Antica madia dal Convento delle Monache Clarisse di Leonessa
(oggi nel Convento dei PP. Cappuccini di Leonessa)
Fornelli, Ventole e Stufe
Fornelli a carbone.
Il modo tradizionale di cucinare, e il più antico, usava il fuoco del focolare domestico. Più tardi, verso gli inizi del Novecento, si iniziarono a usare cucine fisse alimentate a carbonella. Questo modo di cucinare contravveniva alle rigide norme dell’autarchia: la carbonella, infatti, bisognava comprarla. Carbonaie erano attive sull’altopiano leonessano ma il loro prodotto alimentava soprattutto il circuito commerciale diretto verso le città. La cucina con fornelli a carbone era realizzata in muratura: dotata di alcuni fornelli nella parte superiore, nella parte inferiore presentava l’alloggiamento destinato al combustibile. I fornelli, alloggiati in aperture quadrate, erano di ghisa, avevano forma tronco-piramidale rovesciata e contenevano la carbonella accesa.

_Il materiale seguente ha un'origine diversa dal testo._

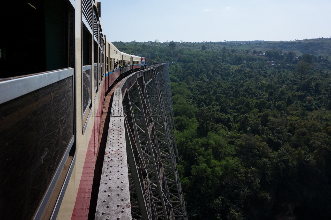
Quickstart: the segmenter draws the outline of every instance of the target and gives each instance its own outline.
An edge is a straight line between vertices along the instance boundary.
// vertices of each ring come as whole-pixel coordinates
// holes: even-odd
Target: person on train
[[[120,68],[123,68],[123,66],[121,65],[121,61],[119,61],[118,62],[118,66]]]

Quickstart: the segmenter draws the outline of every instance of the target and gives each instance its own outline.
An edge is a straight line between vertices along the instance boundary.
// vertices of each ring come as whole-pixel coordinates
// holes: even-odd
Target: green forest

Ventole per fornelli a carbone.
La tipica ventola per fornello a carbone consisteva in un ventaglio di penne di tacchino ed era munita di manico in legno.
Stufa economica.
La stufa economica, sistemata nella cucina, serviva come fonte di calore e, allo stesso tempo, permetteva di cucinare sulle piastre di ghisa di cui era fornita sfruttando il calore prodotto dalla camera di combustione. Questo tipo di stufa, assai diffuso, rispetto al focolare, offriva il vantaggio del minor consumo di legna sia per il riscaldamento che per la cottura dei cibi. Sulla piastra superiore si aprivano aperture circolari di vario diametro da usare come fornelli. Ogni apertura era chiusa da una serie di anelli concentrici asportabili in modo da consentire una minore o maggiore esposizione al fuoco dei recipienti. In un’apposito alloggiamento situato a sinistra della camera di combustione, inoltre, la stufa economica era dotata di una caldaia che manteneva sempre calda l’acqua da usare in cucina. A destra della camera di combustione era allogiato il vano che serviva da forno. In alcune case le stufe economiche sono ancora in uso.